On September 24, 2013 from D (hereinafter “D”), the Plaintiff entered into a business takeover agreement with the effect that the Plaintiff will take over the assets of the ready-mixed factory located in E and F in KRW 1 billion (hereinafter “instant G business takeover agreement”), and that the Plaintiff would take over all assets of the ready-mixed factory located in H and six parcels of Won-si on September 26, 2013 (hereinafter “instant prime factory takeover agreement”). The Plaintiff concluded a business takeover agreement with the effect that the Plaintiff would take over all assets of the ready-mixed factory located in H and six parcels of Won-si (hereinafter “instant prime factory takeover agreement”).

(2) The court below held that on October 17, 2013, the court below erred by misapprehending the legal principles as to the commencement of rehabilitation proceedings (hereinafter “instant rehabilitation proceedings”) and by misapprehending the legal principles as to the commencement of rehabilitation proceedings (hereinafter “instant rehabilitation proceedings”). D, on October 17, 2013, received a decision from the Seoul Central District Court to commence rehabilitation proceedings (hereinafter “instant rehabilitation proceedings”); and I, appointed as a custodian on April 15, 2015; and J appointed as a custodian on the same day, thereby taking over the instant proceedings.

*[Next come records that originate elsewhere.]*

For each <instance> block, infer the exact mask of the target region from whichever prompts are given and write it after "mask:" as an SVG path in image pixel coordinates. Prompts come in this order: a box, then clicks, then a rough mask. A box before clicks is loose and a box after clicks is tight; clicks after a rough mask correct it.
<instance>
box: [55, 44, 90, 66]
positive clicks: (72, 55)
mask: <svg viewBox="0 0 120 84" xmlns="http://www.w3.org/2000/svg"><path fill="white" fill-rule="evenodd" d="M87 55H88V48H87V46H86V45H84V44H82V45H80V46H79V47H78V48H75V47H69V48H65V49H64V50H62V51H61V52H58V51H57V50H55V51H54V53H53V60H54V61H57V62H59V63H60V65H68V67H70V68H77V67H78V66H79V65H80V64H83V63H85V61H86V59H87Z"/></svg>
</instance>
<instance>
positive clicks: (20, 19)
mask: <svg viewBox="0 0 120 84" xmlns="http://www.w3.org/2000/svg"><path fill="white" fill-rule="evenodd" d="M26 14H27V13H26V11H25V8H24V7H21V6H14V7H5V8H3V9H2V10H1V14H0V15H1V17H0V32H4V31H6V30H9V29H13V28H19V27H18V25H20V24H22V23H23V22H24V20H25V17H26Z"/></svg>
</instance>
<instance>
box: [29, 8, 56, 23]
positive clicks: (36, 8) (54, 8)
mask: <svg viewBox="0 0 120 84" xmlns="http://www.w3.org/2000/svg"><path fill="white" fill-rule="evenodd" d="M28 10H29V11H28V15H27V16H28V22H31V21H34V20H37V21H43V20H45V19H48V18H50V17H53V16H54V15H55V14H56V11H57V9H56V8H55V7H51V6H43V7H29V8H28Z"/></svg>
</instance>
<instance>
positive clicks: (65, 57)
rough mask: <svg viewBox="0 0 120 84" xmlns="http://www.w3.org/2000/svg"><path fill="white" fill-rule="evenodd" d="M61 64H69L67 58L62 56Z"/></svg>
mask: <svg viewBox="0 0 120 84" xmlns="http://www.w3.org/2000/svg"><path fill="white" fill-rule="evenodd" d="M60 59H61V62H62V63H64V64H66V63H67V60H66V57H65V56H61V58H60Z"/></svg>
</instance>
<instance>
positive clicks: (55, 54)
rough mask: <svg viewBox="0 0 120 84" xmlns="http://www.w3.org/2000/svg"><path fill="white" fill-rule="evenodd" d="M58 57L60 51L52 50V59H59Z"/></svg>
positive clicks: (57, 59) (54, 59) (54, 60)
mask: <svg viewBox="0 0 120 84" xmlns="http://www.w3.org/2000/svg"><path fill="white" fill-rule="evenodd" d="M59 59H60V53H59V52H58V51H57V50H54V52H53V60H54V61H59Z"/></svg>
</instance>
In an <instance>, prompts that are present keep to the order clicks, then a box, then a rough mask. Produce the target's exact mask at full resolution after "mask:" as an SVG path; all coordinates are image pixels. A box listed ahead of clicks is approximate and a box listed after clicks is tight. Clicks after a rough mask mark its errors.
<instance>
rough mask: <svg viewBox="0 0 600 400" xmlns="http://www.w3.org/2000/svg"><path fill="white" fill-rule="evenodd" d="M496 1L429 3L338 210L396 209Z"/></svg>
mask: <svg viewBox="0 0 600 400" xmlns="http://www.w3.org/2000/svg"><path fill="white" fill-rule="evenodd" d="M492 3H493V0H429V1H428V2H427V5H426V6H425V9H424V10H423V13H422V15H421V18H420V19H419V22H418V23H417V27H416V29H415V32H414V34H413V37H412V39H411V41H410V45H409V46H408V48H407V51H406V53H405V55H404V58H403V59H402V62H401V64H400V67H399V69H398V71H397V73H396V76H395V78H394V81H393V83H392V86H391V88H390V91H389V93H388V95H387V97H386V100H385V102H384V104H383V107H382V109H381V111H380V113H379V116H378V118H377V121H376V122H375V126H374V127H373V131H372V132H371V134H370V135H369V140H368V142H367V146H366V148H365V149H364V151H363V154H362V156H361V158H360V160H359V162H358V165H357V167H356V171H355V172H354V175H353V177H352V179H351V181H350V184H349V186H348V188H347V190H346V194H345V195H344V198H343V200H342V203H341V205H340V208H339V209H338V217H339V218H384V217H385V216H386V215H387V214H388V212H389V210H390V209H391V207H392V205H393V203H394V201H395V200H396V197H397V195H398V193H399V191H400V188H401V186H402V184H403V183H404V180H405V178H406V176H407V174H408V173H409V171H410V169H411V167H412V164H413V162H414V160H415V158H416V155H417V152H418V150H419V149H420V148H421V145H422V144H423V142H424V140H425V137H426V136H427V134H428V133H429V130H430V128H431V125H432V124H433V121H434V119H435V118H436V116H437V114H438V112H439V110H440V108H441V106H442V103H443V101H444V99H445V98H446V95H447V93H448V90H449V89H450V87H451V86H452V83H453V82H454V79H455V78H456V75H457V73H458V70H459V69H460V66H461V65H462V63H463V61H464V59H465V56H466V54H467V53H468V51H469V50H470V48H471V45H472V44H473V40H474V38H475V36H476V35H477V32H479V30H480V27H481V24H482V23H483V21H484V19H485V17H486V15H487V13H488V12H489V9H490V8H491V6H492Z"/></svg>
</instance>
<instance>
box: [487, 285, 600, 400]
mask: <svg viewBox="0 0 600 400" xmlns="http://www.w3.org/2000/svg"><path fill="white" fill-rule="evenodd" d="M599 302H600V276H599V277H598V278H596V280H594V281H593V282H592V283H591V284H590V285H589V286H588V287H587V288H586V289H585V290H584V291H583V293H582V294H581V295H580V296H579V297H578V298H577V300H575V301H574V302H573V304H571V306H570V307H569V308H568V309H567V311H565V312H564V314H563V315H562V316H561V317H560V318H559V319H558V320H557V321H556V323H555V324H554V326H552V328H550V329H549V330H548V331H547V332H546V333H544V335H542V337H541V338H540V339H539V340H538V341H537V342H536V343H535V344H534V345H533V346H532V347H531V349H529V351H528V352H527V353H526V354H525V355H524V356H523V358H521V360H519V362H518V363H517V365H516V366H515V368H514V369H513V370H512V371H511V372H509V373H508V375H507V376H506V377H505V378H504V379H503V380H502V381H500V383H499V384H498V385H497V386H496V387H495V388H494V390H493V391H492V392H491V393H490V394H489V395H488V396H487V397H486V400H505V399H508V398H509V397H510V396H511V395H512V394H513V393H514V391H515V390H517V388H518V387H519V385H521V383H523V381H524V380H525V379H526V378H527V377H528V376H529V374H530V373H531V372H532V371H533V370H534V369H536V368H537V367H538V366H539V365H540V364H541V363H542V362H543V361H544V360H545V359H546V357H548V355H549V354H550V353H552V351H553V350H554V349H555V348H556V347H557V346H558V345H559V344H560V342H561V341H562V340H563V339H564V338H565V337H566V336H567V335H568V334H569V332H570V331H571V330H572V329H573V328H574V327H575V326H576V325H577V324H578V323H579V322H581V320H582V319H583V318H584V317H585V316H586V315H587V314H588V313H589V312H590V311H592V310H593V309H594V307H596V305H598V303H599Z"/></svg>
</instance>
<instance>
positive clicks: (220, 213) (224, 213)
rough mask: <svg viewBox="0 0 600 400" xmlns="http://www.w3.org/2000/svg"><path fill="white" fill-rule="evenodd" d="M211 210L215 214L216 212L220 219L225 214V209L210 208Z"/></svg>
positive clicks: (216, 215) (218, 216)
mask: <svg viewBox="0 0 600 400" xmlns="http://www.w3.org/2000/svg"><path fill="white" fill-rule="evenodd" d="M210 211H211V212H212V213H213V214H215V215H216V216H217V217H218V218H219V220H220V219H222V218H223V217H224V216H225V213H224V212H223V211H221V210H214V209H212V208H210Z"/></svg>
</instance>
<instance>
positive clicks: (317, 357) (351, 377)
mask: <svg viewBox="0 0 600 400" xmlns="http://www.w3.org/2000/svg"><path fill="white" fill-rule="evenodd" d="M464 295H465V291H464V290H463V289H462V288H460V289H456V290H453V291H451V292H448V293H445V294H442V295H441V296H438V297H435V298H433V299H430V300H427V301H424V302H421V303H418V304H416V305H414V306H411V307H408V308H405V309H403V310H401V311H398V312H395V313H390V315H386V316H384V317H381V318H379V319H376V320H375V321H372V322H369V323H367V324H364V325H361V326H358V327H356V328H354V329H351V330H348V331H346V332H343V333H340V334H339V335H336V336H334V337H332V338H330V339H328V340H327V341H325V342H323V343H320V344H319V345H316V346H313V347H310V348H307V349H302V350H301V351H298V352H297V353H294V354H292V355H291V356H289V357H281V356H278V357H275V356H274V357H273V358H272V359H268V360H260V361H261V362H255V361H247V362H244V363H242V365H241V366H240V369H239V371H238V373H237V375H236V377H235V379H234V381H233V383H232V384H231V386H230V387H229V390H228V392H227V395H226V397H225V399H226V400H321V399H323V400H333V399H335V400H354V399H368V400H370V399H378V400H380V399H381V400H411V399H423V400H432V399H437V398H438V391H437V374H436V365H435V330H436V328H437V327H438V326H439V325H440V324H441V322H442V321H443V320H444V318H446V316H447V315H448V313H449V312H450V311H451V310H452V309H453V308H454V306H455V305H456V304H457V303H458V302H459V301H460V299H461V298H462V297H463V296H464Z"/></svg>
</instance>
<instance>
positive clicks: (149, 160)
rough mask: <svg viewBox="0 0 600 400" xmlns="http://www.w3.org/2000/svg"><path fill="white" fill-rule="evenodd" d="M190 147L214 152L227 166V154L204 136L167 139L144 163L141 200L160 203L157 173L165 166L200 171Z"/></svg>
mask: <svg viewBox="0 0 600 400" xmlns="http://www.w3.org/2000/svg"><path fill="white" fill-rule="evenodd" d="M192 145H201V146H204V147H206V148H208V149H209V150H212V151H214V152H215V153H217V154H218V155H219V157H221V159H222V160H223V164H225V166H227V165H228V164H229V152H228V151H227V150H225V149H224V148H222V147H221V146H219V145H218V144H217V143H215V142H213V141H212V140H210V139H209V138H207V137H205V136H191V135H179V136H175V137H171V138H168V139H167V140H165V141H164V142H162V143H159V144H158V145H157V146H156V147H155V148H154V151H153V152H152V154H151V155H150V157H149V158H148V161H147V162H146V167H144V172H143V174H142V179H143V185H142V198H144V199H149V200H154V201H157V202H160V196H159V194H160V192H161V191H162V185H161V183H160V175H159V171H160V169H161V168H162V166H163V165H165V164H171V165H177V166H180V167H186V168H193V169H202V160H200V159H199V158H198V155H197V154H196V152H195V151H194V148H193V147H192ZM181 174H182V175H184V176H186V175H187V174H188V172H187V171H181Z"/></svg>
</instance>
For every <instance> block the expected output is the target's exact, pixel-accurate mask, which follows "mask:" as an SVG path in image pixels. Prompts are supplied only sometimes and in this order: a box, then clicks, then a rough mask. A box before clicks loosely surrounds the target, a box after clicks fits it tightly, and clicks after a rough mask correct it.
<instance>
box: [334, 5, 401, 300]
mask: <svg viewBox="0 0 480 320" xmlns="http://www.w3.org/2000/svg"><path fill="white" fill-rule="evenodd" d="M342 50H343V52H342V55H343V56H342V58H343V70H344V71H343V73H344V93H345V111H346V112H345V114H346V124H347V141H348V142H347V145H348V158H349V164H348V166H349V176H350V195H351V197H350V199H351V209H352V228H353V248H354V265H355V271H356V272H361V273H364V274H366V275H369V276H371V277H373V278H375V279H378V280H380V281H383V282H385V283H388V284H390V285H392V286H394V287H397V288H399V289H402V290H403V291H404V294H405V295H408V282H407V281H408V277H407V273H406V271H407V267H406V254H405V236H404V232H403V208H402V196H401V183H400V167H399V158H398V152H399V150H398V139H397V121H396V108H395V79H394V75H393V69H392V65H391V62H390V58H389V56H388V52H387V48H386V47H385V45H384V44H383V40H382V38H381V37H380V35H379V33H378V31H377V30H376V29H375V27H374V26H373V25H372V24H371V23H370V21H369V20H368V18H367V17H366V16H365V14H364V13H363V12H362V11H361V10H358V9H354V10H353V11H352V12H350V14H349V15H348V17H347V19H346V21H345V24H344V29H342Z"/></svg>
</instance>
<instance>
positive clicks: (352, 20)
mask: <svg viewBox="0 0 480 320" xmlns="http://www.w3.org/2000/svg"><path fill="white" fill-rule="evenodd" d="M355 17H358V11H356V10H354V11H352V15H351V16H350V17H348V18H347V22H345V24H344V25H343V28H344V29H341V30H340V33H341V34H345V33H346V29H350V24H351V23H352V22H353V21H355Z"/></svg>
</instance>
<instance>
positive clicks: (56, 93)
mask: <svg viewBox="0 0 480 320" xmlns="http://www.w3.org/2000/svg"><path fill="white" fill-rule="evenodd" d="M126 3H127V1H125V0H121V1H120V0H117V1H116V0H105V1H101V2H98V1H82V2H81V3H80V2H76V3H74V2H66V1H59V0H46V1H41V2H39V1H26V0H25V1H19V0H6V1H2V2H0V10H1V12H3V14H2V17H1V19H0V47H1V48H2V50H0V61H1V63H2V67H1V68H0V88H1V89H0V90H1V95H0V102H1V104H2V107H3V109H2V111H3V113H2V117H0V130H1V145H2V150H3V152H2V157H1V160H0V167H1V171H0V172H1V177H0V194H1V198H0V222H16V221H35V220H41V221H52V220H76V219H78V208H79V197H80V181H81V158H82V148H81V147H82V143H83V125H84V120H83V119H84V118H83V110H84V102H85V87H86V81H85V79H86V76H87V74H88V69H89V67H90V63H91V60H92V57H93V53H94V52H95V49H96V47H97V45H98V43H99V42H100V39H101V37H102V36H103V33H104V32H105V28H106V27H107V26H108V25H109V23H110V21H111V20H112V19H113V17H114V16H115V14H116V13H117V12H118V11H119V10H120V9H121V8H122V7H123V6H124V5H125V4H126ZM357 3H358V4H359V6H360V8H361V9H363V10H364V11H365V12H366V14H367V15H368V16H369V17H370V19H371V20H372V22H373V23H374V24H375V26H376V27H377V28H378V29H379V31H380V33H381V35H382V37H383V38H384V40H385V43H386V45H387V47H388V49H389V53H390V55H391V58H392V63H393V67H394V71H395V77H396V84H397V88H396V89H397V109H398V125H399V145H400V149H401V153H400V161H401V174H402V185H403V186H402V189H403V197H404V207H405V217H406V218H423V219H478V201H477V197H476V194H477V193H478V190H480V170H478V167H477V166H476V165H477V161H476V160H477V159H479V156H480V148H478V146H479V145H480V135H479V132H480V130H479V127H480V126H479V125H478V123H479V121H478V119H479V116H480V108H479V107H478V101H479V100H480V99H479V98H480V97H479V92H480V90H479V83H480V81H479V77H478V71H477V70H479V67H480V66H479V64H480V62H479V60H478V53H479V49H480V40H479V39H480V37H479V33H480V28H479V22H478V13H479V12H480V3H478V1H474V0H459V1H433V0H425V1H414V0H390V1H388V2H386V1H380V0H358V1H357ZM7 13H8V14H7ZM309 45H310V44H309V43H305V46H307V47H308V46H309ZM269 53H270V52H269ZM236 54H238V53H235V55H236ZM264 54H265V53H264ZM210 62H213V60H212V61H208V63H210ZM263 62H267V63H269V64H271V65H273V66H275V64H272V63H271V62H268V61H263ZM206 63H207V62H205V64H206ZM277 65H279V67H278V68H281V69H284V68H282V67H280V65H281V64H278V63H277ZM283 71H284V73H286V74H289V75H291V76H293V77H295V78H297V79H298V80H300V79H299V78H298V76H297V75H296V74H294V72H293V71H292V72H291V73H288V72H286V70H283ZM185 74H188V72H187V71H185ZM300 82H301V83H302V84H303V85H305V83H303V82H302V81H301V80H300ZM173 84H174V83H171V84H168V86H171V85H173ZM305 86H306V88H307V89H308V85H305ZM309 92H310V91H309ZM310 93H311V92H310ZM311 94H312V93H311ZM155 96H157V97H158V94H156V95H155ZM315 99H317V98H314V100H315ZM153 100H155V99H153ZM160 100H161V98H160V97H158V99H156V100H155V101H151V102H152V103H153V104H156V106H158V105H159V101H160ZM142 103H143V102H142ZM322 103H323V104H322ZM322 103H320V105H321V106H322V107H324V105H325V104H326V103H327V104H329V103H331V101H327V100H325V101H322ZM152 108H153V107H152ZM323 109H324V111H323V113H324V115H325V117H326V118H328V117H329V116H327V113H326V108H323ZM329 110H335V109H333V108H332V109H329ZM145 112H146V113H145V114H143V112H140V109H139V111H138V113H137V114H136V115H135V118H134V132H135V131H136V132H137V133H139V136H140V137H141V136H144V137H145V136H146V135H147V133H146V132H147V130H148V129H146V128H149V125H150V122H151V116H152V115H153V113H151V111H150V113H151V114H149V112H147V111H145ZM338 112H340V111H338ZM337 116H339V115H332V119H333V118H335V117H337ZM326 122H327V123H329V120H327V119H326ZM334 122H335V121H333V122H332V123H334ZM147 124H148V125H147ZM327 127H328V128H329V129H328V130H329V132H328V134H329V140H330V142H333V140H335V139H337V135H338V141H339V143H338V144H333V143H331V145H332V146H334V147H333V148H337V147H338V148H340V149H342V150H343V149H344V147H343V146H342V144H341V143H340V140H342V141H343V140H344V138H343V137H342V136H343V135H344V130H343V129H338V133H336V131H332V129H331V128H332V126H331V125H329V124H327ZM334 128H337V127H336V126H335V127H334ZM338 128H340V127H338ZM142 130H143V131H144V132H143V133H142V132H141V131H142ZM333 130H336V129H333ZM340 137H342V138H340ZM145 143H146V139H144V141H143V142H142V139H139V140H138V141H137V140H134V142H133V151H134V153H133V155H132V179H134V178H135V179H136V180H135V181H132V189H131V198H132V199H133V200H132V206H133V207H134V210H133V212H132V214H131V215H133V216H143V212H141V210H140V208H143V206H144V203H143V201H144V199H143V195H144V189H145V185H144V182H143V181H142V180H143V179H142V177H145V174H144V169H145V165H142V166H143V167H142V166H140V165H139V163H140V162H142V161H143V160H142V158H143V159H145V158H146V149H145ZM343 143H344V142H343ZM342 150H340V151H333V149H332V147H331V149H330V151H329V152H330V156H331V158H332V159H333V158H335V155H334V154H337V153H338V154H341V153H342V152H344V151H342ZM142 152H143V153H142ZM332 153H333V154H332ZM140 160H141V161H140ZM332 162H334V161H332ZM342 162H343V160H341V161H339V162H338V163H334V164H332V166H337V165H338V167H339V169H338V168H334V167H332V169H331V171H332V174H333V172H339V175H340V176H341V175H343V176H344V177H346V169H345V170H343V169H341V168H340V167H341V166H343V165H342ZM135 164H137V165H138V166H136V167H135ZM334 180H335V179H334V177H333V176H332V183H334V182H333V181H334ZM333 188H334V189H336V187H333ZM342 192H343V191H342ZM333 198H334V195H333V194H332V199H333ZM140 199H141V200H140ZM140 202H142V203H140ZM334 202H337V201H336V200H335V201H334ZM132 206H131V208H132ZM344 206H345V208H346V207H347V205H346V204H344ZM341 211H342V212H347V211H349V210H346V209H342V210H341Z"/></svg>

Since then, on January 8, 2016, a new company was newly incorporated to transfer the rights and obligations with respect to the avoidance power lawsuit, etc. by dividing the company, according to the revision of the rehabilitation plan as of January 8, 2016, the company B was established by division from the above company, and it was transferred the rights and obligations related to the lawsuit in this case. On January 14, 2016, the defendant appointed as the administrator took over the lawsuit in this case.

(D) With respect to D and B, neither before nor after the commencement of the rehabilitation procedure, nor after the division of the company (hereinafter “debtor”). The Plaintiff reported the rehabilitation claim in the instant rehabilitation procedure with the following contents. At the time of the obligor’s joint management, I and K denied the amount of the Plaintiff’s report on the rehabilitation claim.

G Accordingly, on January 10, 2014, the Plaintiff’s “the rehabilitation claim against the debtor is KRW 400 million for penalty, KRW 72,261,00 for damages, and KRW 4 billion for delay,” under the Seoul Central District Court Decision 2014 Mada91 (2013 Mahap186).” The Plaintiff’s confirmation that the rehabilitation claim against the debtor is KRW 4 billion for public interest claim against the debtor is KRW 4 billion.